Élisabeth Pilenko, née à Riga en 1891, perdit son père à quinze ans et la foi avec lui. Elle fut poétesse de l'Âge d'argent, la première femme admise aux cours de l'académie de théologie de Saint-Pétersbourg, socialiste-révolutionnaire, et maire d'Anapa en 1918 — jugée pour bolchevisme par l'Armée blanche, acquittée, elle épousa son juge. L'exil la mena par la Géorgie et Constantinople jusqu'à Paris en 1923. La mort de sa fille Anastasia, en 1926, la ramena à Dieu.
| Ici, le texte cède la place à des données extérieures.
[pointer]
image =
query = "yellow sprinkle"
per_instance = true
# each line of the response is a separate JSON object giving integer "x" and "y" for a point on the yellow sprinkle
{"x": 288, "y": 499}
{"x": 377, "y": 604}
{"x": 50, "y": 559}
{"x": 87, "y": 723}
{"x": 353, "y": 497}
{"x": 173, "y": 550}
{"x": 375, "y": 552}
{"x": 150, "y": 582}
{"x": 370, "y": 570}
En 1932, le métropolite Euloge lui donna l'habit et le nom de Marie, à une condition qu'elle avait posée elle-même : ne pas vivre cloîtrée. Elle ouvrit un foyer, installé à partir de 1935 au 77 rue de Lourmel, où elle recueillit des femmes seules, des sans-abri, des malades. Sous l'Occupation, la maison devint un refuge : on y cachait des Juifs, l'aumônier délivrait de faux certificats de baptême, et elle tira trois enfants du Vélodrome d'Hiver en juillet 1942. Arrêtée en février 1943, déportée à Ravensbrück, elle y mourut en chambre à gaz le 31 mars 1945, le Samedi saint du calendrier occidental, un mois jour pour jour avant la libération du camp. La tradition rapporte qu'elle prit la place d'une autre déportée ; ses éditeurs tiennent le fait pour non établi. Yad Vashem l'a reconnue Juste parmi les nations en 1985, et le Patriarcat œcuménique l'a canonisée en 2004.
Moniale orthodoxe en habit noir, croix à la main ; l’iconographie date de sa glorification en 2004, elle n’a rien d’ancien.